As a new mother, few things are more crazy-making than realizing—after being told by everyone from your OB-GYN to your baby’s pediatrician to the Surgeon General that you should breast-feed, for reasons ranging from your baby’s health to your bonding with said baby to your own risk of breast and ovarian cancer—that your health insurance plan, the same one that covers Viagra, won’t pay for a breast pump when you go back to work.
Breast pumps are expensive. A small Medela model with a wheezy little motor can cost more than $300; a more efficient, hospital-grade pump appears to run somewhere in the range of $1-3 a day. (The one I chose, the Medela Symphony—universally if anachronistically dubbed the Cadillac of breast pumps—is apparently at the high end.) Whether you rent or buy, over the course of the year that you are encouraged to breastfeed, that pump works out to a good chunk of change—not counting the crazily expensive fenugreek supplements and breast milk storage baggies and all the rest of it. Yes, as the breast-feeding boosters are quick to point out, formula still winds up being more expensive over the long term. But if you are living paycheck to paycheck, when you head back to work, you find that formula is the more affordable choice over the short term.

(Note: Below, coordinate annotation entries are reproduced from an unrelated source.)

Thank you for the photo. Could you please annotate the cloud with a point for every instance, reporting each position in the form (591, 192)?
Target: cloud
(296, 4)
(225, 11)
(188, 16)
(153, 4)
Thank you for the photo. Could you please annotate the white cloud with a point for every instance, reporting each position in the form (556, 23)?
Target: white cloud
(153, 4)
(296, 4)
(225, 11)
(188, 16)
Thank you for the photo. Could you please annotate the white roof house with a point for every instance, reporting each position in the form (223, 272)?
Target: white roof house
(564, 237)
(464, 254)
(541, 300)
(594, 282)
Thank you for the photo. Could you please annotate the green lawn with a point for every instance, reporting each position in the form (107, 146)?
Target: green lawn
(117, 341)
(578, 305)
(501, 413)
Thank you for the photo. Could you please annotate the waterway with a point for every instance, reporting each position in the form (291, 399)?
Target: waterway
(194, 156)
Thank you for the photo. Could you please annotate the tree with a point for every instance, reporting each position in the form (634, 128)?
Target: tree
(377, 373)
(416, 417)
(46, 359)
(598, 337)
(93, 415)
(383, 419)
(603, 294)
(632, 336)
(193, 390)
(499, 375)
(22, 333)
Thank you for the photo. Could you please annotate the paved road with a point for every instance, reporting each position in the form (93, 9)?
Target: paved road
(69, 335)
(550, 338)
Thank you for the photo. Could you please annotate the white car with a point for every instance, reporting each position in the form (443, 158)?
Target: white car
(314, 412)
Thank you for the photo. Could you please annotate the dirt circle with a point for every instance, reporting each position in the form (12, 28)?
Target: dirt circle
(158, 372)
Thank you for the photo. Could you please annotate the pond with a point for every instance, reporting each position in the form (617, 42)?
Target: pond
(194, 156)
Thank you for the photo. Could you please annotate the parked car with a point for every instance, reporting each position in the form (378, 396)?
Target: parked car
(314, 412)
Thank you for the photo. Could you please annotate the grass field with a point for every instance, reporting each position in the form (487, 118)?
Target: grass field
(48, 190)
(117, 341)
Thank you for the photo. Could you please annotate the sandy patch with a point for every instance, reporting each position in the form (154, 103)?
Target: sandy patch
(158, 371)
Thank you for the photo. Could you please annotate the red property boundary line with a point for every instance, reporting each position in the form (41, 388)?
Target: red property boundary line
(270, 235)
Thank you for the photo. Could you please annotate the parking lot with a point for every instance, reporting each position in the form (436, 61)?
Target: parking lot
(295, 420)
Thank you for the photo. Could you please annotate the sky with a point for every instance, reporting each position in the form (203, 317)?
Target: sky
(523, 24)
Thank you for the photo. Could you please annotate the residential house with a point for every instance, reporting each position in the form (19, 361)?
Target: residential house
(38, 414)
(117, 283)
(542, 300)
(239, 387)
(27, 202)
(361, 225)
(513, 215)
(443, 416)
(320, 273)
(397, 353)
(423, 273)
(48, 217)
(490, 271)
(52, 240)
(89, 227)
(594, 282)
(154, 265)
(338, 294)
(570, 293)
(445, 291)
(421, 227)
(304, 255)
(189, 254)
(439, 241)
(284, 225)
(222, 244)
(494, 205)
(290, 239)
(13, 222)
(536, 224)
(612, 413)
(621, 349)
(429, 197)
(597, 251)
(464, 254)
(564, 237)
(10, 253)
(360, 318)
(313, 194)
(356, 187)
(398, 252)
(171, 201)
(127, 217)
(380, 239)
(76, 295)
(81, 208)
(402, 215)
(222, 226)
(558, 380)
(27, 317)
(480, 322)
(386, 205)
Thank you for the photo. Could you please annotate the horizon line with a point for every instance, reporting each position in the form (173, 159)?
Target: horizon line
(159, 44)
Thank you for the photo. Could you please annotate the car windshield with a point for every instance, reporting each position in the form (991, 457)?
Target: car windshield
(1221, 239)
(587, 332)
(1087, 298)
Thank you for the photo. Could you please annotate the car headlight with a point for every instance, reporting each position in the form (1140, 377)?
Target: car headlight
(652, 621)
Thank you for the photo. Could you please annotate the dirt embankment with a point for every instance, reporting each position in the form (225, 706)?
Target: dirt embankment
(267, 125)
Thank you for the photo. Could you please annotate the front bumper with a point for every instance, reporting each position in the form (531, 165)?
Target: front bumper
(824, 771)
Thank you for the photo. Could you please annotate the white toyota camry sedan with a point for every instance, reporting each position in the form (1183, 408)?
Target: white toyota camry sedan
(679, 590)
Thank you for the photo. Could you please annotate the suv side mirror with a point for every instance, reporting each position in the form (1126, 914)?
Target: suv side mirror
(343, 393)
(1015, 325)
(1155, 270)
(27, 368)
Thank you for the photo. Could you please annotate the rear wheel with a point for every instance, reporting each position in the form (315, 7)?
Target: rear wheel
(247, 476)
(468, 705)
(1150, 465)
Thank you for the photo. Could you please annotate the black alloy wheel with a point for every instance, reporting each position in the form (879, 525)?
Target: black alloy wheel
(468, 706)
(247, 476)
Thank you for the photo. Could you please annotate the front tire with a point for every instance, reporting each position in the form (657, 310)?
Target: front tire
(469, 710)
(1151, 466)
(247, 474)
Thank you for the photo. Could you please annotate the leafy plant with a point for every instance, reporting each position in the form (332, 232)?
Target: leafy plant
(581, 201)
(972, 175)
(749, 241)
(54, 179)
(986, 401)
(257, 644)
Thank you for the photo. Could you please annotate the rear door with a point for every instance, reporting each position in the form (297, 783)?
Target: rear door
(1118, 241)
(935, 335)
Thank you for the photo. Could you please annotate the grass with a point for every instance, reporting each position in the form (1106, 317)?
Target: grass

Which is why, despite my own ambivalence about breast pumps, I’m so excited about this news. Thanks in part to our inadequate maternity leave policies, breast-feeding has, regrettably, become an upper middle-class luxury. No cash-strapped working mother should be told that she is making a choice that may harm her baby’s long-term health, just for want of a breast pump. Those who are skeptical about breast-feeding’s benefits rightly point out that the emphasis should be on may harm—in the absence of double-blind, randomized, controlled studies, it’s impossible to compare breast-fed infants with non-breastfed infants, because breast-feeding mothers and non-breast-feeding mothers are not comparable groups.
That’s true. But until we know that breast milk isn’t better, I’ll look forward to the day when the demographic differences between breast-feeding and formula-feeding mothers are no longer so stark. And who knows, free breast pumps—combined with free lactation consultation—just might help hasten that day. (It’s worth noting that as of 2009, according to the Institute of Medicine, 31 states at least had laws requiring Medicaid to cover pump rentals.)
In the meantime, I’ll wait for Michele Bachmann to catch wind of yesterday’s news. Recall that back in February, when the administration took the much milder step of making nursing equipment tax deductible, the former tax lawyer was seriously ticked off. "I've given birth to five babies and I breast-fed every single one,” she told Laura Ingraham. “To think that government has to go out and buy my breast pump. ... That's the new definition of a nanny state."
Whatever will she say now that the nanny state actually is making someone buy our breast pumps?